MEDIASINERGI.CO WAJO — Bupati Wajo H. Amran Mahmud mengungkapkan, kalau hampir setiap hari masyarakat mengeluh tentang kebutuhan air yang tidak terpenuhi, bahkan terkadang PDAM menjadi bahan cacian karena kurangnya debit air dibanding dengan kebutuhan air masyarakat saat ini.
Hal itu diungkapkan orang nomor Wahid di Bumi Lamaddukkelleng ini dalam sambutannya usai melantik dan mengambil sumpah jabatan Andi Dedy Ahmad Iqbal sebagai Direktur PDAM Wajo eriode 2020-2025 di Ruang Pola Kantor Bupati Wajo Rabu, 23 September 2020.
Menurutnya, kebutuhan air masyarakat adalah tanggung jawab PDAM, apalagi pemenuhan kebutuhan air adalah salah satu dari 25 program kerja bupati.

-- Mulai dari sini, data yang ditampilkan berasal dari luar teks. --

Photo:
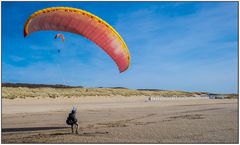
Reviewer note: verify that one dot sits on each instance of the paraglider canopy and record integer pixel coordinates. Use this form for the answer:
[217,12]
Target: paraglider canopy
[84,23]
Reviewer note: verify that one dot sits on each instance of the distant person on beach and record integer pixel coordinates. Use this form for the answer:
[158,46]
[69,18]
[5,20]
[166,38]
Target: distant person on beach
[72,120]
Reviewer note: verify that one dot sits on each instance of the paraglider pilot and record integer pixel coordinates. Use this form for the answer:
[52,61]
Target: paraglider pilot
[72,120]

“Setiap hari kami terima keluhan dari masyarakat, untuk itu, saya sangat berharap Direktur yang baru, dapat melakukan reformasi dan pembenahan dalam tubuh PDAM,” katanya.
Amran juga mengharapkan, agar Direktur PDAM dapat mencarikan solusi dari permasalahan yang dihadapi PDAM saat ini, termasuk banyaknya infrastruktur PDAM yang mengalami kerusakan, sehingga banyak air terbuang sia-sia.